Figure 2 and Figure 3 illustrate the strategy concept for organic and functional mitral regurgitation, respectively. It is obvious that accurate diagnosis lays the foundation for successful treatment. Since the two pathologies influence each other, a multimodality approach including invasive, imaging, and functional assessment is a prerequisite. Right-to-left cardiac catheterization, transthoracic and transesophageal echocardiography, and, if necessary, stress echocardiography are helpful in this regard. The latter may be particularly helpful in isolated stress-induced MI. In addition, CT angiography of the aortic root and peripheral arteries can be performed in preparation for interventional therapy. Diagnostic analysis and resulting therapy should be performed by an interdisciplinary heart team (consisting of interventional and noninterventional cardiologists, cardioanesthesiologists, and cardiac surgeons). The interdisciplinary nature of the therapy proposal not only opens up a broad spectrum of treatment options, but also allows an approach tailored to individual needs and risks. From the various treatment options listed in table 1, the therapeutic concept that makes the most sense for the patient can finally be determined. For example, surgical management of a treatment-emergent MI in the setting of an initially weakened left ventricle may only become possible after recovery through afterload reduction using a gentler TAVI procedure.
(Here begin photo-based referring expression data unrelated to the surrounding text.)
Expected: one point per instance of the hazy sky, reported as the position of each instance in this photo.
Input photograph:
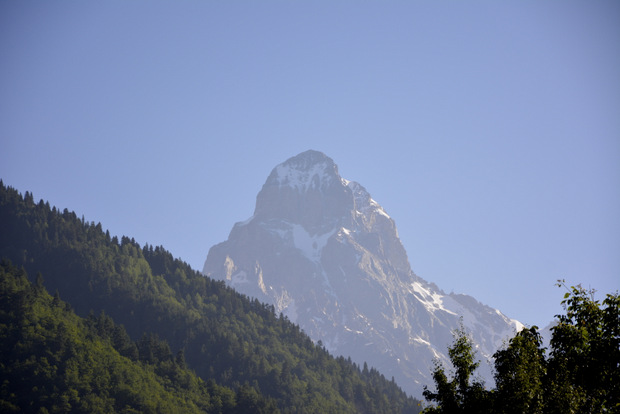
(488, 130)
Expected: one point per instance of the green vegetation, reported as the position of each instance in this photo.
(54, 361)
(260, 361)
(581, 374)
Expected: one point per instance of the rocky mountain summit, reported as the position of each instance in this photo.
(328, 256)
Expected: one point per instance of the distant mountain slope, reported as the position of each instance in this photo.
(323, 252)
(225, 336)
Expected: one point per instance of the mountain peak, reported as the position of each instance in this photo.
(326, 255)
(309, 170)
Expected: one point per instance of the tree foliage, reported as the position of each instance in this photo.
(580, 375)
(171, 312)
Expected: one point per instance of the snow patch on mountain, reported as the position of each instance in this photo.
(310, 246)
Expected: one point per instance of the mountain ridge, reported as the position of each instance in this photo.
(328, 256)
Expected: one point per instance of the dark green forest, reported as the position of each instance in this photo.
(133, 329)
(580, 374)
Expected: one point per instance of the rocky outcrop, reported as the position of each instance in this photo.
(328, 256)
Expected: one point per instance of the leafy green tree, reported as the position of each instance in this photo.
(584, 367)
(520, 371)
(462, 394)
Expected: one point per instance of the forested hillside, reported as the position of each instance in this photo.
(223, 336)
(54, 361)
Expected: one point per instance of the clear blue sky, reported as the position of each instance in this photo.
(488, 130)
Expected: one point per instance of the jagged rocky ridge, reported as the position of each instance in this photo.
(328, 256)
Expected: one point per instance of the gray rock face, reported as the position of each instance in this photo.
(328, 256)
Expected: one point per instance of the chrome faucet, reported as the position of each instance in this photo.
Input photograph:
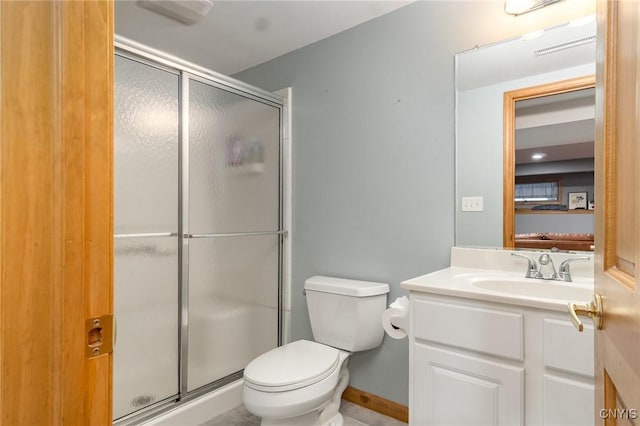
(532, 267)
(547, 270)
(564, 272)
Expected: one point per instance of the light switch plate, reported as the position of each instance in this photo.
(472, 204)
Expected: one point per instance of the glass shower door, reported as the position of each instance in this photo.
(233, 224)
(146, 242)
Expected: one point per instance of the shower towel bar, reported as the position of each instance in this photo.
(147, 235)
(235, 234)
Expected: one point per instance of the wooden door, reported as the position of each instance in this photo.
(617, 212)
(56, 233)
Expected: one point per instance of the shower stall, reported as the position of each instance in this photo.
(199, 229)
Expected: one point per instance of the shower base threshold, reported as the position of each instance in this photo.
(203, 408)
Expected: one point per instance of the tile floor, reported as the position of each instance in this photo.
(354, 415)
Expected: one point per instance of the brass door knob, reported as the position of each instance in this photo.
(592, 310)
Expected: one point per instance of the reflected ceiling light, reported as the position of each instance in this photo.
(567, 45)
(185, 11)
(518, 7)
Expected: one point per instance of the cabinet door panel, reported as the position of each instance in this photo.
(453, 389)
(489, 331)
(567, 350)
(567, 402)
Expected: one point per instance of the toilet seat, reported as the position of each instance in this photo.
(292, 366)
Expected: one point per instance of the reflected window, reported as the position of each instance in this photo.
(538, 190)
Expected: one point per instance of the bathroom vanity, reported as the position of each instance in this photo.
(488, 346)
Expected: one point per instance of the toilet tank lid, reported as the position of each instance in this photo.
(345, 287)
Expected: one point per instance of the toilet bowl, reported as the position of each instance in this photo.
(301, 383)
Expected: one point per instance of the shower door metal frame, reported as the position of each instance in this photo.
(187, 71)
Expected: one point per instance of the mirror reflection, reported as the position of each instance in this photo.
(553, 172)
(545, 149)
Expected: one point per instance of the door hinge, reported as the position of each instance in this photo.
(100, 334)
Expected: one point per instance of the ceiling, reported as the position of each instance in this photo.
(561, 127)
(475, 71)
(237, 35)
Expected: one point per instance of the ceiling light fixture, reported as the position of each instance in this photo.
(567, 45)
(518, 7)
(582, 21)
(532, 36)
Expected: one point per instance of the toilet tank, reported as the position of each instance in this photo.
(346, 314)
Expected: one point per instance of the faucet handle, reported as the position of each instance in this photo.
(532, 266)
(564, 272)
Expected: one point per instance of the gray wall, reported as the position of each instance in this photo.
(373, 153)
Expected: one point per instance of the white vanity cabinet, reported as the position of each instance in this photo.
(477, 362)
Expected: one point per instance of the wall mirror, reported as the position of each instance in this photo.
(549, 78)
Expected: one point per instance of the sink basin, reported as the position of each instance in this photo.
(541, 289)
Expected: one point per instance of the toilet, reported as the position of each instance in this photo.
(301, 383)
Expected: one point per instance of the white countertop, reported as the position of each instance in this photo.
(457, 282)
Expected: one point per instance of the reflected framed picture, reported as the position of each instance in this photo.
(577, 201)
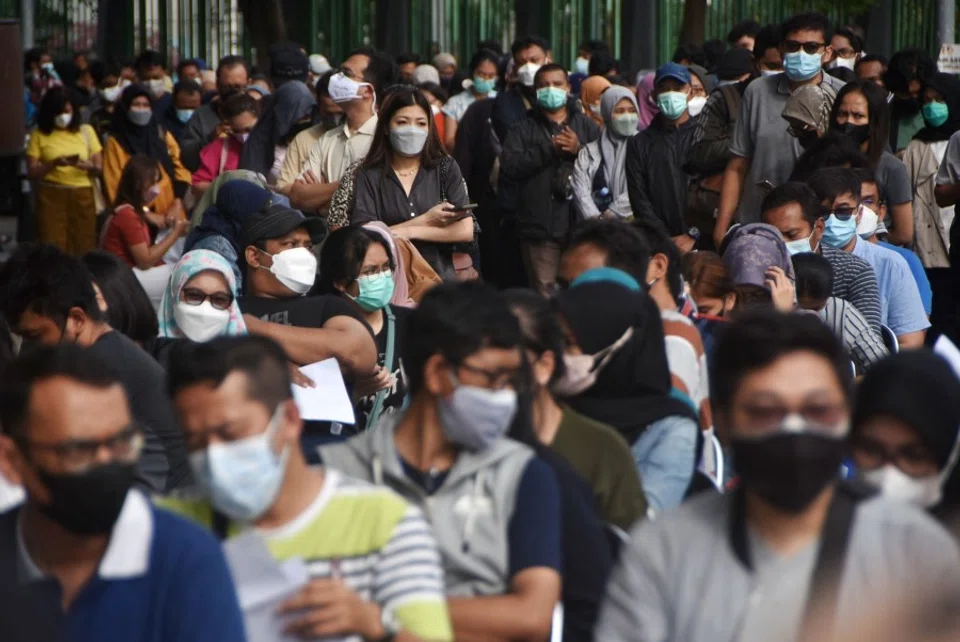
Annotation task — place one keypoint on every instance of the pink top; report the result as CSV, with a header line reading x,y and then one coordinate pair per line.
x,y
222,155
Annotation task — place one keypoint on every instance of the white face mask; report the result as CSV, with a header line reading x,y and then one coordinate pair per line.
x,y
296,269
526,73
695,105
202,322
868,222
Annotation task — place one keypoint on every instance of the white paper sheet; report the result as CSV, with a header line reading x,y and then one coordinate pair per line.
x,y
263,584
329,400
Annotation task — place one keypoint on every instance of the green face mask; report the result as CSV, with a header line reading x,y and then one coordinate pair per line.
x,y
935,113
551,98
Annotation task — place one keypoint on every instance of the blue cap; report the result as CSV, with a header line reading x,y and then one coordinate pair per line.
x,y
672,70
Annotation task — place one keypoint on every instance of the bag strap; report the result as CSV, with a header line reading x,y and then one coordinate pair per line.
x,y
388,364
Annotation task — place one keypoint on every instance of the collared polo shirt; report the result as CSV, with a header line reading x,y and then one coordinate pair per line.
x,y
761,136
161,578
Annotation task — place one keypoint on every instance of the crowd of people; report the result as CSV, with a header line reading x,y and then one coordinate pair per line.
x,y
630,358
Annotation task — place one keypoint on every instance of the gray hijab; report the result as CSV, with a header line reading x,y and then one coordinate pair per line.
x,y
613,147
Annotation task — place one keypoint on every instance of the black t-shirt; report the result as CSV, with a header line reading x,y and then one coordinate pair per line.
x,y
393,402
163,464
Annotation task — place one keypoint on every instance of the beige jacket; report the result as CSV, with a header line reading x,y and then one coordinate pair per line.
x,y
930,237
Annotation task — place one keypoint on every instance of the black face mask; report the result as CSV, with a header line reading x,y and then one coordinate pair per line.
x,y
88,503
788,470
857,133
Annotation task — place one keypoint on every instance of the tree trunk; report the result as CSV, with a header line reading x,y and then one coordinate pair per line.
x,y
266,25
694,29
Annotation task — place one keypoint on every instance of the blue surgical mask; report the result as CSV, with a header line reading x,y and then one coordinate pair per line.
x,y
242,478
376,290
801,66
474,418
672,104
184,115
837,233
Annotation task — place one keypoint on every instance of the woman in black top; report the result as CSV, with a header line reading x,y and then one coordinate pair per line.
x,y
356,264
410,183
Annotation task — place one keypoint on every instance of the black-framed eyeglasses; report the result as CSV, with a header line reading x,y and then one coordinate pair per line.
x,y
810,47
195,296
842,213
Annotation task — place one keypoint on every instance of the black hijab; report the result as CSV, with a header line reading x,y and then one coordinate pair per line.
x,y
948,86
135,139
634,388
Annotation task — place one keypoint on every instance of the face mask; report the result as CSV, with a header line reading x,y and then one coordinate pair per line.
x,y
155,87
801,66
184,115
202,322
296,269
672,104
799,246
408,140
483,85
88,503
474,418
868,222
837,233
140,117
152,193
625,124
581,370
935,113
376,291
344,90
526,73
788,469
551,98
242,478
857,133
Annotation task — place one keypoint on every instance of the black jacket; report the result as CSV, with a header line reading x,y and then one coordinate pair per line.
x,y
656,180
531,161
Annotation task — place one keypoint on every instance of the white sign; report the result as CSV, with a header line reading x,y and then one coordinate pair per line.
x,y
949,60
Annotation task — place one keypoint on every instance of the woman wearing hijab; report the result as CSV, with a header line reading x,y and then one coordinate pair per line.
x,y
135,131
616,373
290,113
590,91
941,115
201,300
903,440
599,175
220,230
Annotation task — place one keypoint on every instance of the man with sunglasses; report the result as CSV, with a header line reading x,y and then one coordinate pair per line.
x,y
493,505
901,308
761,147
87,557
48,298
793,553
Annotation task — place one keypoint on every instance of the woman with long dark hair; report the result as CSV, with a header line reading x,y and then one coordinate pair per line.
x,y
862,113
410,183
63,158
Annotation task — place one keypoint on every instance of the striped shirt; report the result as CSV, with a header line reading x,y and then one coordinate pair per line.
x,y
371,538
855,282
846,322
688,363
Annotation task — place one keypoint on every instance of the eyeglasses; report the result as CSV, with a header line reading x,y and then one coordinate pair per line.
x,y
913,459
78,455
194,296
842,213
810,47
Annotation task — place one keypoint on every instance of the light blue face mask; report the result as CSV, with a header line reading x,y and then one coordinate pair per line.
x,y
837,233
474,418
800,65
242,478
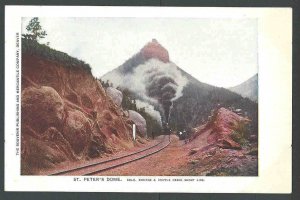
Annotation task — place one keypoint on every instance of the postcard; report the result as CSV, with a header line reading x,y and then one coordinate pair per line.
x,y
148,99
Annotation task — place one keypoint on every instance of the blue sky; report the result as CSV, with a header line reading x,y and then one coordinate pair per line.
x,y
221,52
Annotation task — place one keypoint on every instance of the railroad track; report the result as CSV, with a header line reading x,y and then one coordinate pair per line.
x,y
98,167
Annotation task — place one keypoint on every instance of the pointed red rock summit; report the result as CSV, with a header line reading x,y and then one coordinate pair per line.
x,y
155,50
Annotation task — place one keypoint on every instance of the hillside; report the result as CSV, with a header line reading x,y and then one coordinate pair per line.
x,y
66,113
248,89
182,101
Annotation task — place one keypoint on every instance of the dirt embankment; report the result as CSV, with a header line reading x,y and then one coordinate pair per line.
x,y
223,147
66,115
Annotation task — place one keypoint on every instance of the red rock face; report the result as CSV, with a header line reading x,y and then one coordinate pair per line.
x,y
154,50
221,127
66,116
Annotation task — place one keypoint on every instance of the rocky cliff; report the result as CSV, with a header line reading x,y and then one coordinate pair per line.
x,y
66,115
223,146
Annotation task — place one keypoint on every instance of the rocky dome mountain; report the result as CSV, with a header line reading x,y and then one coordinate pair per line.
x,y
248,89
183,101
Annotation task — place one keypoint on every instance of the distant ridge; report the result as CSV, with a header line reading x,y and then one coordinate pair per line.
x,y
248,89
189,101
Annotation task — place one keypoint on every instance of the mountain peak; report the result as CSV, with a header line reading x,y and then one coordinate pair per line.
x,y
155,50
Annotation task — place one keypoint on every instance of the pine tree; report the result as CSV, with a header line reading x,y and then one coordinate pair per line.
x,y
35,30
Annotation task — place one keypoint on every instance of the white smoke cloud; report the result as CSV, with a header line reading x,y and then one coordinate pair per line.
x,y
148,76
150,110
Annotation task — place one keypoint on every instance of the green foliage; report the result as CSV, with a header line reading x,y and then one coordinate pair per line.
x,y
32,47
129,103
35,30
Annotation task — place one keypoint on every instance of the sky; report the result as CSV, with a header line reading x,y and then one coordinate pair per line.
x,y
220,52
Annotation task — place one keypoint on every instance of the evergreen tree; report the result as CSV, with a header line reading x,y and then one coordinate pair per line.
x,y
35,30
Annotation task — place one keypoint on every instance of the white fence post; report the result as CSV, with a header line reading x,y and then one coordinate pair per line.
x,y
133,131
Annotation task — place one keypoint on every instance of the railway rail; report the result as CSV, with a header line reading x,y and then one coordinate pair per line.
x,y
98,167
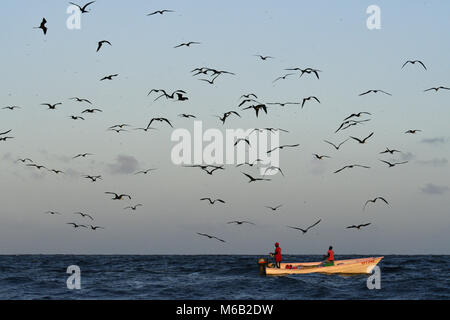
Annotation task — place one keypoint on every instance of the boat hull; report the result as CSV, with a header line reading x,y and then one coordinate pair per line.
x,y
350,266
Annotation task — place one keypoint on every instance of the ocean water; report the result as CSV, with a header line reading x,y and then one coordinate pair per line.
x,y
227,277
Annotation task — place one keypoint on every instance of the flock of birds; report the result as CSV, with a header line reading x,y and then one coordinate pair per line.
x,y
248,102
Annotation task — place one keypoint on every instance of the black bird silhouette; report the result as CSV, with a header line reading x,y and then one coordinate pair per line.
x,y
210,237
11,107
109,77
413,131
242,139
357,115
263,57
145,129
145,171
93,178
284,146
338,146
39,167
273,168
393,164
84,215
347,124
179,94
76,118
77,225
80,100
309,98
226,115
134,208
254,179
160,120
24,160
117,130
82,155
184,115
249,164
274,208
358,226
283,77
375,91
389,151
364,140
374,200
305,230
307,70
210,81
51,106
119,126
83,8
351,166
92,111
211,201
119,197
210,172
414,62
247,100
160,12
320,157
186,44
96,227
248,95
240,222
437,88
42,26
100,44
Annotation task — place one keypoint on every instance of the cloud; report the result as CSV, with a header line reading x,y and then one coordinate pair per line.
x,y
434,189
438,140
124,165
434,162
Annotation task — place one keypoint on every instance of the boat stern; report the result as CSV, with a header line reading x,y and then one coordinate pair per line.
x,y
262,263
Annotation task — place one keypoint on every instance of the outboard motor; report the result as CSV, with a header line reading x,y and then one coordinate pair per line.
x,y
263,263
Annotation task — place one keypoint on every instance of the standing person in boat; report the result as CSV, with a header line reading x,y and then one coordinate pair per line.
x,y
277,255
329,258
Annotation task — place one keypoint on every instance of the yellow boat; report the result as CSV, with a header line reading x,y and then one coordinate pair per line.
x,y
350,266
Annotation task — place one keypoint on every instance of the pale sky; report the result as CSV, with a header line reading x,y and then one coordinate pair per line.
x,y
330,36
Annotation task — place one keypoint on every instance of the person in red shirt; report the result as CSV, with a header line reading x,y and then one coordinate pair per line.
x,y
329,257
277,255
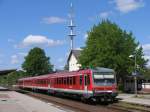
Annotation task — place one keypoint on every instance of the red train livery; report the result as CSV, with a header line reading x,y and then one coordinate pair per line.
x,y
95,84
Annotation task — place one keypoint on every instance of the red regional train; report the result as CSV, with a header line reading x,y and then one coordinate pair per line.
x,y
97,84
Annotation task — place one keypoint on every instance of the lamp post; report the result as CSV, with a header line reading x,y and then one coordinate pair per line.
x,y
135,73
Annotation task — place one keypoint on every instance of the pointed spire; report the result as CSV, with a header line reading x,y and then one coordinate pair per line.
x,y
71,26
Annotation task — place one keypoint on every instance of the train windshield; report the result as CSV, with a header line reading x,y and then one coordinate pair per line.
x,y
103,78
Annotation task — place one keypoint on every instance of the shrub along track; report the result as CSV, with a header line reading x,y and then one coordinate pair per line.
x,y
82,107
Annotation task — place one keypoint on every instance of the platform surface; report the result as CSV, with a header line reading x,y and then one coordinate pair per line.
x,y
11,101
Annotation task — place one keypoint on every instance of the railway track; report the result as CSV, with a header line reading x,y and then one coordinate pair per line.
x,y
82,107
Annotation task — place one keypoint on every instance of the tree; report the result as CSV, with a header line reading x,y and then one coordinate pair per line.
x,y
66,67
109,46
36,62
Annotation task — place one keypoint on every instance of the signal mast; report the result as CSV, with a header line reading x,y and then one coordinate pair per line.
x,y
71,27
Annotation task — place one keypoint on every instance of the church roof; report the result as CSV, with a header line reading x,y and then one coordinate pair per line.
x,y
76,53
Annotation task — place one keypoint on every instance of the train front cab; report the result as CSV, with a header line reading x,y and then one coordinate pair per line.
x,y
100,85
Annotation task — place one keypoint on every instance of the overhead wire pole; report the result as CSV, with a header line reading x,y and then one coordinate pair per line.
x,y
71,26
135,77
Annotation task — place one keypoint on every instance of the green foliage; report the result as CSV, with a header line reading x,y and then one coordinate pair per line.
x,y
110,46
66,67
147,73
36,63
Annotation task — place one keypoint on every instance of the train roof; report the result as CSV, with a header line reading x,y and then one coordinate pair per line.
x,y
102,69
67,73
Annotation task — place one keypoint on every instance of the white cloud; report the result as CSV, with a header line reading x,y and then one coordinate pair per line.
x,y
126,6
146,47
53,20
105,14
85,36
11,40
22,54
60,60
38,40
14,59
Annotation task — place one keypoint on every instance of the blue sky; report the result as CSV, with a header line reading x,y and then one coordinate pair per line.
x,y
28,23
In conclusion, concomitant functional mitral valve regurgitation in particular may improve after isolated aortic valve replacement. Concomitantly organic mitral valve regurgitation benefits from a double valve strategy in the long term. Concomitant severe mitral regurgitation, whether organic or functional, should be referred for double valve therapy. If the periinterventional risk is correspondingly high, a delayed hybrid procedure (first first valve interventional, then second valve surgical minimally invasive) may be helpful. The interdisciplinary nature of a Heart Team not only opens up a broad spectrum of different treatment options, but also allows therapy to be tailored to individual needs and risks.